Jetzt wohnte ich hier. In einem großen Loft. Vor ein paar Jahren wurde das Gebäude geschlossen. Ich hatte es in einer Zeitung entdeckt und fand es auf dem ersten Blick ideal für meine Belange. Reegan, meinen einzigen Bekannten, hatte ich dieses anvertraut und er regelte den Kauf des Gebäudes. Auch wenn er wollte, das ich weiter bei ihm blieb, konnte er mich dennoch verstehen. Zusammen haben wir es umgebaut. Das Loft erstreckt sich über zwei Etagen. Den großen Wohnraum mit Küche. Eine Treppe führte hoch zum offenen Schlafzimmer. Ich konnte von dort auf den gesamten Wohnraum schauen. Auf der anderen Seite führte eine weitere Treppe hinauf auf die Dachterrasse. Es war alles schlicht, keine Farbe an den Wänden, nur der pure Beton. Ich mochte es so, auch wenn Reegan versucht hatte mich von ein wenig Fabre zu überzeugen. Die Möbel waren ebenfalls bedeckt gehalten. Weiß, grau und schwarz, das waren meine Farben. Reegan konnte es am Ende nur akzeptieren.

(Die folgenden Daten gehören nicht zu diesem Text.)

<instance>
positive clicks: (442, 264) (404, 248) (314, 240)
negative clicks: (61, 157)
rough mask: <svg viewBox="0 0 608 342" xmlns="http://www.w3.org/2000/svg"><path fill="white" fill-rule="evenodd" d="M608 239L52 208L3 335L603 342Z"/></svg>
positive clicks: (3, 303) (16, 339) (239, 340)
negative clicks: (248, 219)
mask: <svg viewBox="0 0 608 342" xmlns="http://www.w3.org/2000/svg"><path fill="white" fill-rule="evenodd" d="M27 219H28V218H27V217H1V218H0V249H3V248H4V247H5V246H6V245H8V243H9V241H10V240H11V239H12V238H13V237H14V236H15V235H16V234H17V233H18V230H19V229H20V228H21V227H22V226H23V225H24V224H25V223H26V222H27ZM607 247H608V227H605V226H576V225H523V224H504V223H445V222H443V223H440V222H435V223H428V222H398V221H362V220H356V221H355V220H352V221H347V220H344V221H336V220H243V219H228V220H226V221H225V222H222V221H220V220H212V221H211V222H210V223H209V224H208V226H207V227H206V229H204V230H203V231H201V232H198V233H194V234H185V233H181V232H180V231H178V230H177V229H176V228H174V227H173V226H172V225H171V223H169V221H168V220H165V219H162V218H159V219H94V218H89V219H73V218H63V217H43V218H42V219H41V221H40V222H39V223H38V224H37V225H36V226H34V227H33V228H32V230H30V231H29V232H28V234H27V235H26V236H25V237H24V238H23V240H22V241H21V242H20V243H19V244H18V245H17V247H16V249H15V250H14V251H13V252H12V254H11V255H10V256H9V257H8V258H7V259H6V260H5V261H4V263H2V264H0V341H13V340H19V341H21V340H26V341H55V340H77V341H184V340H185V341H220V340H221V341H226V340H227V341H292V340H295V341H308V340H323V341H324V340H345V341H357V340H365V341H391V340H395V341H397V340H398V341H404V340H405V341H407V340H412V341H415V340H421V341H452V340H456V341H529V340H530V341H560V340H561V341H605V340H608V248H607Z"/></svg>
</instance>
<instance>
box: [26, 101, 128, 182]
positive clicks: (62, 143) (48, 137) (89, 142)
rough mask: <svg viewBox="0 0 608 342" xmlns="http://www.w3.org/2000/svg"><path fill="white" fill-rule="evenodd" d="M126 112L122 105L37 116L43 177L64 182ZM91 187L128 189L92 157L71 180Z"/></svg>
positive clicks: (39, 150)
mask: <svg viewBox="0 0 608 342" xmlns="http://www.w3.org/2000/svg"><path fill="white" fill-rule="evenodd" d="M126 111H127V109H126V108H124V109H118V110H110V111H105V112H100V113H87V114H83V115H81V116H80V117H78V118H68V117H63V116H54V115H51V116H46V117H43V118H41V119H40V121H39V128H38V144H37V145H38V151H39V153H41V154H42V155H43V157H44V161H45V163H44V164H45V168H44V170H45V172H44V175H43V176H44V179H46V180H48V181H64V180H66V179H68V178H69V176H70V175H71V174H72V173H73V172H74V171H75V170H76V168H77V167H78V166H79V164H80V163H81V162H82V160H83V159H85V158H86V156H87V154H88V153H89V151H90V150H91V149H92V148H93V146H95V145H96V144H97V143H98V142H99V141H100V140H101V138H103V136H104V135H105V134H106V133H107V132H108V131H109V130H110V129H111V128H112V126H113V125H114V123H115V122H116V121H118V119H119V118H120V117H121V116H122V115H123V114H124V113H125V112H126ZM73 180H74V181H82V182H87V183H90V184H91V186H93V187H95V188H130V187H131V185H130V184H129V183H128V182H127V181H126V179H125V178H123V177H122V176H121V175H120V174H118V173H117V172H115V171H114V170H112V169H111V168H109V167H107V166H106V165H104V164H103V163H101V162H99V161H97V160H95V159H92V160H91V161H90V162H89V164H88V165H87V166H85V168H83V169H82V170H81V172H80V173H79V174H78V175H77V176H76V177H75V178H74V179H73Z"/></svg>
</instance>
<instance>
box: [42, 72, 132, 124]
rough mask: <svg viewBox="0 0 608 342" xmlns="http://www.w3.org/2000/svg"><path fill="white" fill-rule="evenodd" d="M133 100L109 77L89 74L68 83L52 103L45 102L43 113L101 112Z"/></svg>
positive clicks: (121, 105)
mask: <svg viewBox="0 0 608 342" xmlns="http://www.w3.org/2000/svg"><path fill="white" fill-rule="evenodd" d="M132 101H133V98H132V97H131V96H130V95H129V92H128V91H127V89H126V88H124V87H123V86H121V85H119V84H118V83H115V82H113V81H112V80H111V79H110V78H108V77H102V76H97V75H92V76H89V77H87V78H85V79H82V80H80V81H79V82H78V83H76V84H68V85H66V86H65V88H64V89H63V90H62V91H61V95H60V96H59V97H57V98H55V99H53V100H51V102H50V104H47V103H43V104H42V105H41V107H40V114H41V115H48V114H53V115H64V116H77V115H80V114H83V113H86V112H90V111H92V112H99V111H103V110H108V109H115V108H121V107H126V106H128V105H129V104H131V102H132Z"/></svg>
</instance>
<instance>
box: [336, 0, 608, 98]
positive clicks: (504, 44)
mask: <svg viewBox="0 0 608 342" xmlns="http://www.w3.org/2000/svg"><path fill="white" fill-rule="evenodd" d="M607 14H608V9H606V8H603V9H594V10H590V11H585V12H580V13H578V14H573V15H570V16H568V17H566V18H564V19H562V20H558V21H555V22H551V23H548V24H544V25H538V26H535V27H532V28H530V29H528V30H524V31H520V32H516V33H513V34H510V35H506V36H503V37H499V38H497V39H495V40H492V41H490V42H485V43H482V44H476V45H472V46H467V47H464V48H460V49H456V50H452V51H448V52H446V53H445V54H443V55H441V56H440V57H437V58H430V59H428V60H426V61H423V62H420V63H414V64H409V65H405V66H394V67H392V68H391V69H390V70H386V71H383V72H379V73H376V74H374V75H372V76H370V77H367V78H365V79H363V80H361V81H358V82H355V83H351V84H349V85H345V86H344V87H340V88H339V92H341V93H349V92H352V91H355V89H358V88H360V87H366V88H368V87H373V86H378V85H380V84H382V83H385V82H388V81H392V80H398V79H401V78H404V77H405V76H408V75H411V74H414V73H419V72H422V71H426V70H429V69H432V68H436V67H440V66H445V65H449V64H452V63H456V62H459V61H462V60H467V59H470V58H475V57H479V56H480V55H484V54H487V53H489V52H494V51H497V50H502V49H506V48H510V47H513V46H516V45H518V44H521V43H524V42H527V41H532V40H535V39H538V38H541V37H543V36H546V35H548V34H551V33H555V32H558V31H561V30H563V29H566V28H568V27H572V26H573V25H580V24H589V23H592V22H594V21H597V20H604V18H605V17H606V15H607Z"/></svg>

Ich lehnte mich an das Dachgeländer und schaute in den mittlerweile wolkenlosen Himmel. Wieder dachte ich darüber nach, warum ich von dem Mädchen träumte. Auch wenn sie wie ich war. Ich kannte sie nicht und habe sie bisher auch nie gesehen. Wenn ich ehrlich bin, habe ich noch nie jemanden gesehen, der so ist wie ich. Ich wusste, das es noch weitere Menschen gab, die genauso besonders waren wie ich, aber das sie hier in dieser Gegend existierten habe ich nicht mit gerechnet. Zumindest würde ich sie erkennen, habe ich immer gedacht.

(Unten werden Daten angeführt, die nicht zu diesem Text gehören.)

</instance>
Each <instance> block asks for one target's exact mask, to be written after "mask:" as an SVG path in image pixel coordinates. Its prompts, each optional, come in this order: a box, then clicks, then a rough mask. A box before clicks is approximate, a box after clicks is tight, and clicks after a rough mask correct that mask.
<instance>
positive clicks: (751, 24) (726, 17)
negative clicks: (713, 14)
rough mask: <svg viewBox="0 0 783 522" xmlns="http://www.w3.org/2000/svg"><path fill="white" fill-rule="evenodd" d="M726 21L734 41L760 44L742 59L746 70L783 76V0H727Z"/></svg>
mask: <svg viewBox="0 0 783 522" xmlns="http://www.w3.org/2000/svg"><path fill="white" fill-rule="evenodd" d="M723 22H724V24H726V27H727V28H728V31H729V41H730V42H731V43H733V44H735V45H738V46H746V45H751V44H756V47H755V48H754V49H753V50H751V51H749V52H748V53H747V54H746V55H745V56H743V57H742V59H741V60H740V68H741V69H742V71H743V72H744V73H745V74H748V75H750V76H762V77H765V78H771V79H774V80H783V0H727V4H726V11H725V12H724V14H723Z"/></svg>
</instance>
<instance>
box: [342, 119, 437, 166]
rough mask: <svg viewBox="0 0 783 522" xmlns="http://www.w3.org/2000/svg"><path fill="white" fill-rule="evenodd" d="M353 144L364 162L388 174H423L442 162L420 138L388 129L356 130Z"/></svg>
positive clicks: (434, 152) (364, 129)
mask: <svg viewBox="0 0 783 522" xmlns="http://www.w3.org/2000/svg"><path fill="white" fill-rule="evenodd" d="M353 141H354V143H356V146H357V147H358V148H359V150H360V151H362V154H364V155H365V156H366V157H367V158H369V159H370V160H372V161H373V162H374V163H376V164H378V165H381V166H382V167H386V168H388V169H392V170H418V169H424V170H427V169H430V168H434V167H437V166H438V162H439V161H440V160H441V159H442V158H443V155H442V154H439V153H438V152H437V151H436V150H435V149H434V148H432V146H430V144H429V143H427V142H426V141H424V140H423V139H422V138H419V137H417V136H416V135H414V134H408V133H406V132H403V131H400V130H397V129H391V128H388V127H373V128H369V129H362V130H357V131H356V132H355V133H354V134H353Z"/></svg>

,,Ich kann dir das auch nicht erklären. Aber es muss einen Sinn haben. Irgendwas steckt dahinter. Es wird sich mit Sicherheit alles aufklären. Du wirst schon sehen." Eine vertraute männliche Stimme konnte ich zu meiner rechten Seite wahrnehmen.
,,Sie ist wie ich und sie war in dem Elfenwald. Ich habe ihn sofort erkannt. Es fühlte sich so an, als wäre ich selbst dort gewesen, zusammen mit ihr. Aber das ist doch nicht möglich, wie sollte ich dahin gelangen sein. Ich dachte immer nur Elfen, können einen in diesen Ort führen." Ich wartete ungeduldig auf eine Antwort der Stimme. Mittlerweile stützte ich mich mit beiden Armen am Geländer und schaute in die Weite.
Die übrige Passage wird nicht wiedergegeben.